Each lesson has a detailed lesson plan, linked to a PowerPoint presentation. All lesson plans include the following sections:
Lesson Series Name
Main Lesson Details
Further Development Suggestions
Opportunities For Display
Relevant Second Level Curriculum For Excellence Experiences and Outcomes
Timing for individual lessons is not provided as this will depend on the details of the class and should be at the professional judgement of the class teacher. The pace of the project as a whole should be kept high to keep the momentum for the businesses. Ideally, the project should be started at the beginning of a term and should be completed by the end of that term. The bulk of the work is in learning about business, forming groups, generating ideas and planning for running a business. This is accomplished through lessons one to eleven. These lessons should be completed over around six weeks. Once these lessons are completed, the businesses could begin running. Lessons twelve and thirteen could be completed before the businesses start selling or during the first week of sales. During the four weeks the businesses are running there are no further lessons. During this time the children will consolidate their learning in running their businesses, managing their finances, and giving review presentations. Once all the businesses have completed their four sales, lesson fourteen concludes the project.

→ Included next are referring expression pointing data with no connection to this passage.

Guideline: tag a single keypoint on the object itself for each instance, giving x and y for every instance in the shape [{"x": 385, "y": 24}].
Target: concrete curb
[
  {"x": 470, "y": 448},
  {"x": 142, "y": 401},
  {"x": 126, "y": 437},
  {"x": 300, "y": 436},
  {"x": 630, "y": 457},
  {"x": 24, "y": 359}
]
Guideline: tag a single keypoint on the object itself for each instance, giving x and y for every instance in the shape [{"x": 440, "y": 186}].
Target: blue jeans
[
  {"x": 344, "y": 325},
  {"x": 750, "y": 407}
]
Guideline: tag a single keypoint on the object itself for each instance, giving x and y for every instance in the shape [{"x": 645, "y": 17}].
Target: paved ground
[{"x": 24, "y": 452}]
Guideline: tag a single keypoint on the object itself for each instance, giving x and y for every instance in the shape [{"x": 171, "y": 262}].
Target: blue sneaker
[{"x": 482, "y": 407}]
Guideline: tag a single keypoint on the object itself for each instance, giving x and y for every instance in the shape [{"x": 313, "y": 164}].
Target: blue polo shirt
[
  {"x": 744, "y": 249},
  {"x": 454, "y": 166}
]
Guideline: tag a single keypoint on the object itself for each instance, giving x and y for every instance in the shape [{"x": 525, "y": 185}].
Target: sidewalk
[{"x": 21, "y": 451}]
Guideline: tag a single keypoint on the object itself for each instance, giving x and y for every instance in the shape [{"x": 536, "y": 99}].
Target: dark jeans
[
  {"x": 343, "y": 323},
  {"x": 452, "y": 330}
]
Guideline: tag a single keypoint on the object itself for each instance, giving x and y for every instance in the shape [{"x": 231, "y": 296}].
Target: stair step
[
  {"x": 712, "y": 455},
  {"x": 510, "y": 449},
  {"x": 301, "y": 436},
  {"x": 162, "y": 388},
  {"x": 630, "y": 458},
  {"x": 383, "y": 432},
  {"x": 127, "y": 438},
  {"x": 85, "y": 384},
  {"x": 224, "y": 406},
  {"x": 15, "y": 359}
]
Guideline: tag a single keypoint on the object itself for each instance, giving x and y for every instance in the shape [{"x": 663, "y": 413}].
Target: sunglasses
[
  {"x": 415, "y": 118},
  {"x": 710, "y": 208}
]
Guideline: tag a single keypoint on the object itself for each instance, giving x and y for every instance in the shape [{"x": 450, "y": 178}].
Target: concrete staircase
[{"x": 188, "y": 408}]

Pupils should be responsible for all handling of money within their business. They should be given their £10 start up loan to take away from school and spend on the resources they need. It must be stressed to the children that, while they are free to decide what they need to purchase, they must provide receipts for all money spent. The children are provided with cash flow sheets to complete by hand and balance sheets to complete on computers using Excel spreadsheets. The children should also be responsible for handling money during their sales or events and for counting their money after each sale. However, it is suggested that the class teacher should be responsible for keeping all cash secure (ideally within a cash box or safe). Money from sales or change from purchases should be deposited with the teacher, who acts as a bank to the groups. When the business needs cash to purchase further resources, they simply ask to make a withdrawal from their funds.
Letters To Parents
Four editable letter templates are included in the project. Three of these are aimed at parents of the children starting the businesses. The other letter is aimed at all parents within the school.
Letter 1 should be sent out to parents of all children in the class at the very start of the project. The children will be excited about the project and will inevitably talk about it at home. It is best to explain the project to parents as early as possible.
Letter 2 should be sent to parents following lesson 10. A copy of each child’s business plan should be included with the letter.
Letter 3 is aimed at all parents within the school. This should be sent out just before the businesses begin their sales. This allows parents to understand the project and provide their children with money to participate as consumers.
Letter 4 should be sent out part way through sales, if it is judged necessary by the class teacher.